Wednesday, June 14, 2006

Going! Going!

Habibi and I are not noted for our forward planning, but after over a decade here in Dubai even we thought some sort of exit strategy might be called for, so we scratched our heads and came up with - a date! Impressive, huh?

Habibi does that 24/7 thing that they don’t warn you about at entrepreneur school; but I make up for this with a frivolous part-time occupation called teaching, which, as everybody knows, is all about the holidays. So I picked 07.07.07, or about twenty minutes after the end of the next academic year. Habibi liked it, and thus was born the beginning of The Plan.

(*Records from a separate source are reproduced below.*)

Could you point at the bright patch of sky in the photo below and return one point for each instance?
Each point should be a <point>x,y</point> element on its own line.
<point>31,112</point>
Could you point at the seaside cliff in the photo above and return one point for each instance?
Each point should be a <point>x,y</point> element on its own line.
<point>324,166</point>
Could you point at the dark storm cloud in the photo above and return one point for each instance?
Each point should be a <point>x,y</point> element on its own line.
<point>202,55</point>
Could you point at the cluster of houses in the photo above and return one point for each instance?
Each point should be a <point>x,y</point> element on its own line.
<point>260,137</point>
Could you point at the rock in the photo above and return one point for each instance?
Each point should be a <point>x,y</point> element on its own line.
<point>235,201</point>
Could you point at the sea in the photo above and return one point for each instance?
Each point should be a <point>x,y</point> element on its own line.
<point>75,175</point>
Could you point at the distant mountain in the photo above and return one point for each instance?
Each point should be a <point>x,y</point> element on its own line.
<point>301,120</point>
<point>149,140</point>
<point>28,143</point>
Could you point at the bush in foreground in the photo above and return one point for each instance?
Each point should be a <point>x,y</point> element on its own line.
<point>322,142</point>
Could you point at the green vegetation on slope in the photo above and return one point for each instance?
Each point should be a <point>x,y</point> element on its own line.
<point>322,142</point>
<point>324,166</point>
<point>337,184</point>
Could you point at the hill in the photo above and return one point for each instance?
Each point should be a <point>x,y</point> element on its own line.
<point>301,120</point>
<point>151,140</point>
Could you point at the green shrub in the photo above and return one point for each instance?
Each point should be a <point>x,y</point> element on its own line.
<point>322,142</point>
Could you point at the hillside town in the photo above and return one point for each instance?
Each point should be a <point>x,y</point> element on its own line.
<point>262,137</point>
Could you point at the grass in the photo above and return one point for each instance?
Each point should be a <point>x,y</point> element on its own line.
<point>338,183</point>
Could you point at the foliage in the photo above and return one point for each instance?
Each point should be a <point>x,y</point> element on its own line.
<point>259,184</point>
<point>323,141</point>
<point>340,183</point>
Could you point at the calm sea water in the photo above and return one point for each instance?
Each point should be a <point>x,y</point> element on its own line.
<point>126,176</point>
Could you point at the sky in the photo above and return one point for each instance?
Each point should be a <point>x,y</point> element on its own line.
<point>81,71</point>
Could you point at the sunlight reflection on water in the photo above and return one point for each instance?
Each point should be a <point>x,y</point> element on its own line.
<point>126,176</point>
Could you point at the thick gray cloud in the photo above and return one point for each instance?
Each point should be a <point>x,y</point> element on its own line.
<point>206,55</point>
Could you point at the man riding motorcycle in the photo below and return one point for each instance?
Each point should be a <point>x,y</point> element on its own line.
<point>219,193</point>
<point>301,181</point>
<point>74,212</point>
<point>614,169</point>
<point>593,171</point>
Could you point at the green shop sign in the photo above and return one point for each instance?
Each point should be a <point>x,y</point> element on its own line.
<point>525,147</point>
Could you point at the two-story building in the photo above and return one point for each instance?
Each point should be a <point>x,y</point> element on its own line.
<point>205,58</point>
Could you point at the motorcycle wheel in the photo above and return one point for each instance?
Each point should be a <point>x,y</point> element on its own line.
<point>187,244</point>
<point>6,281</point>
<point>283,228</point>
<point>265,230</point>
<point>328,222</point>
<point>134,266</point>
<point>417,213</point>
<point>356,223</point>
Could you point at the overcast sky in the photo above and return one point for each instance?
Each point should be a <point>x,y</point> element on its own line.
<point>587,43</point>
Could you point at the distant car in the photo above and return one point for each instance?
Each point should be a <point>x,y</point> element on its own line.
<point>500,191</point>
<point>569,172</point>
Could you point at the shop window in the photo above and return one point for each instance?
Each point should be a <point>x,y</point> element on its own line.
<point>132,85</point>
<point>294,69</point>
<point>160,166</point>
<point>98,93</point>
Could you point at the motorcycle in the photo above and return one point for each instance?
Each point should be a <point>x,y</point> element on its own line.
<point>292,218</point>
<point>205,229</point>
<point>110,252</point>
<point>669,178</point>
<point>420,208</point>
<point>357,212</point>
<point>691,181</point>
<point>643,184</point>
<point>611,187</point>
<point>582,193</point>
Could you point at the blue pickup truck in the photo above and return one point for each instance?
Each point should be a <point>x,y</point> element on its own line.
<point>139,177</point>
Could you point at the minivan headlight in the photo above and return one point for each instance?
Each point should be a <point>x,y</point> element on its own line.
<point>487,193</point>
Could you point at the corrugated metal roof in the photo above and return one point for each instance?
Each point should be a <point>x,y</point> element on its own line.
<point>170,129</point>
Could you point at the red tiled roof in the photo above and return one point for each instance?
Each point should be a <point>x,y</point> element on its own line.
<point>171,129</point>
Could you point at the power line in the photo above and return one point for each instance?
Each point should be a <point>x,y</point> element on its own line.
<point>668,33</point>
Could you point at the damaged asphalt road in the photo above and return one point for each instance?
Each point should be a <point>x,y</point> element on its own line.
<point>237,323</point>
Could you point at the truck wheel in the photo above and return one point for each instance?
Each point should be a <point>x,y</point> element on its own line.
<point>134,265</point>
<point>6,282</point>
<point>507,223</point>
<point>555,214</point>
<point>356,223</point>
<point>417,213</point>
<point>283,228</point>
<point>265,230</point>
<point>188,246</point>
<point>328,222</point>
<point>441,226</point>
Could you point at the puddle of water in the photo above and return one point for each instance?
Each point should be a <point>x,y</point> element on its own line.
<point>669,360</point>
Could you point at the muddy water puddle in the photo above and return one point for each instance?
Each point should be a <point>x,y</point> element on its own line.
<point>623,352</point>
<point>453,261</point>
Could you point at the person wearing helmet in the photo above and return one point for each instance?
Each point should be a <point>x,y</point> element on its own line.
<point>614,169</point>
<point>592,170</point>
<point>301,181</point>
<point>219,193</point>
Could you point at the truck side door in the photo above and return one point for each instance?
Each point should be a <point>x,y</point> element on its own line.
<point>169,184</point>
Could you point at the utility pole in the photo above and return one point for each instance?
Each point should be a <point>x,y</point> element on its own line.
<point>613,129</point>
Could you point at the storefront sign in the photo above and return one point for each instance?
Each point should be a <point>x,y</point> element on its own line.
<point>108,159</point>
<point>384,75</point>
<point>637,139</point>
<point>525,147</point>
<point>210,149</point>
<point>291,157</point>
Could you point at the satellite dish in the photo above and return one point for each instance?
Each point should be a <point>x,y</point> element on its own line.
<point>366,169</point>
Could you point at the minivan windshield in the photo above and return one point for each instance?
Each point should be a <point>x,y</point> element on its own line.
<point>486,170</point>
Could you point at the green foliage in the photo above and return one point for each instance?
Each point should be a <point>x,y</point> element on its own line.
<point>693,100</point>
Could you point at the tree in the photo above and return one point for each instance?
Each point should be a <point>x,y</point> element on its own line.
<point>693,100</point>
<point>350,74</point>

Next question: where should we go? Having been disappointed in his hopes of being a kept man by the age of forty two (I have no idea where this came from, but he claims I promised. See what he has to put up with? A dilettante and a fibber!) anyway - Habibibi wanted to move somewhere with a sufficiently developed economy to guarantee demand for his finely honed skills in developing and delivering fab websites on time and within budget (Did I cover everything, honey? – oh –) with proper support and other stuff… (OK - that will have to do….) and where 24/7 actually pays. I wanted to go to Oz and be a permaculture Earth Gardener in a strawbale house with solar power; grow fruit trees, fruit bushes, vegetables and flowers sustained by mulch, green compost, stored rainwater and recycled domestic water; and have chooks, duckies and a house cow. Habibi liked this too because he’s got secret hippy leanings and actually got involved with Liverpool's Rice Lane City Farm, and later with an experimental housing project long before I’d heard of such things. (This article about reduced funding for the farm explains its importance to the local community.)

So: Australia. I liked the look of the area around Adelaide, with its lively arts and sports scene, varied geography and vineyards. Habibi thought we’d do better in Perth or Sydney. Habibibaba didn’t mind because he was growing up fast, and the world would soon be the mollusc of his choice. We were getting quite excited; and then I went online at one of those evaluation sites, and discovered (at the age of forty-four-and-a-bit) that if you’re over 45 you get nul points on the immigration grid unless you’ve got Ozzie blood relatives, or more money than we have, and/or intend to employ more Oztrelians than we’re going to. So that sort of fizzled out.

Still, Oz is even further than the UAE from everyone we love, and distance has been a source of much sadness over the years, so part of me had no problem with the inozpitality of Oz. And Cate Blanchett, Toni Collette, Baz Luhrmann, Heath Ledger, Russell Crowe, Nicole Kidman, Kylie Minogue, and all those sportsmen with the funny shaped balls, dreams of ashes etc. etc. have come out to play Up Top; and I can still get the excellent permaculture and sustainable-living books and magazines online, and apply them someplace else. We’ll get over it!

2 comments:

nzm said...

You've hit on a topic that makes my blood boil.

I cannot understand why Oz and NZ make it so hard for qualified people to apply for residency.

Just talking about NZ now, more than once I've heard about how people, with skills that the country desperately needs, are turned down.

It would be fine if the actions were across the board, but then I see nationalities being accepted that in no way contribute to the longterm growth of the country.

They come in, buy a house into which they duly ensconce their children, and sign them into the best tertiary institutions. Then the adults invariably piss off back to their country of origin, leaving their teenagers to attend varsity, complete their degrees - oh - and along the way, qualify for NZ citizenship and become the proud owners of shiny blue passports which allow them to travel anywhere in the world with relative ease.

Under a reciprocity agreement with our Antipodean neighbours, it also allows them to live in Australia - no questions asked.

So what happens? After the kids receive their degrees, they take off over the Tasman to live in Oz. The family home in NZ is no longer required and resold at a profit and the funds are once more shifted out of NZ.

And the MPs and newspapers continue to report/comment/whinge on the high percentage of brain drain from NZ - figures that are highly skewed by large numbers of foreigners who have found a loophole in the system and abuse it as they can.

NZ citizens? I don't think so. More like leeches on our society.

See - told you that this subject raises my plasma temperature!

The Last Ephor said...

Too bad, we'd have loved to have you over here in the States. If only for the hilarious blog entries that would undoubtedly follow.